1. Set rules together with students

Teachers should ask students to take ownership of the behavioural rules. This will work in teachers’ favour as peer pressure enforces them to improve behaviour management in schools. Students should also set ground rules and consequences for any violations. This behavioural strategy will make students accountable for their behaviour as they have set the rules.

2. Creating stimulating lessons

During covid, students spent an ample amount of time on digital learning. They have gone through various content dealing with interesting styles of teaching.

The teachers need to modify their teaching strategies and lesson plans to grab the interest of the child and thereby avoid any deviation and disruption in behaviour.

This behaviour management strategy should involve students in group activities and projects that will build their interpersonal skills and leadership qualities. It will also enhance cooperation among children.

3. Positive language

Negative reinforcement has a way of reinforcing the wrong behaviour. Students like to do what they are told not to do. So, rather than creating a vicious cycle of behaviour challenges, use positive language to model the behaviour you want to see in the child.

4. Maintaining a routine

Having a set routine is an important behaviour management strategy that helps establish guidelines and behaviour expectations. A routine ensures that students know what’s coming next, so the teachers will spend less time giving out instructions—freeing up time to do the real work.

Include the students in establishing a class schedule that works for everyone and give them responsibility for some routine tasks.
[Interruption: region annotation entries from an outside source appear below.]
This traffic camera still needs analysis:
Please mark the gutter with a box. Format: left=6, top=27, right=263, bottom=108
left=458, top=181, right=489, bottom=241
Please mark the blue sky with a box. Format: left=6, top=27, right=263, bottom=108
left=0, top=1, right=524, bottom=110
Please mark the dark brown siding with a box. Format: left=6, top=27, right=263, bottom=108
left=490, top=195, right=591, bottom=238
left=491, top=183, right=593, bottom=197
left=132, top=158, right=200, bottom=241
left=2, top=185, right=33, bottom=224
This will give a child ownership of what they are doing and develop a sense of responsibility.

5. Providing opportunities for socialization –

Schools apart from emphasizing on academics should also organize various events to provide more opportunities for students’ mindfulness, creativity, sport, fun and community cohesion for better behaviour management in schools.
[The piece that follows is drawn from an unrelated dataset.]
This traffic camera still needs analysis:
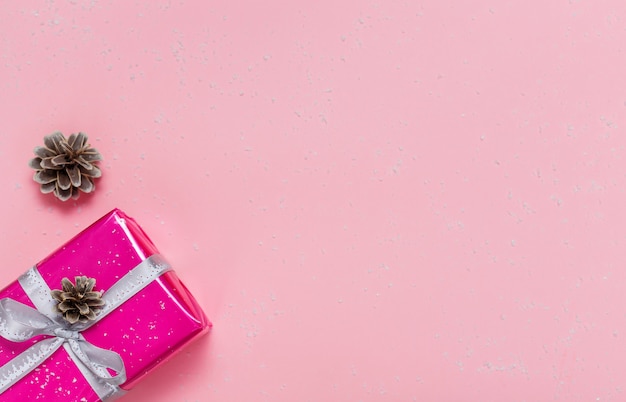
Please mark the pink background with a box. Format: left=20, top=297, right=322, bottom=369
left=0, top=0, right=626, bottom=402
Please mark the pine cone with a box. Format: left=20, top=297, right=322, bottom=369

The shutting down of schools for two years has created a devastating impact on teenagers’ brains. Behavioural management is an essential aspect of neutralizing infractions and focusing on maximizing students’ learning with very few interruptions for a successful school year.

It also promotes student engagement and cooperative learning. These behaviour management strategies develop the social-emotional aspects of learning that are crucial to the school classroom.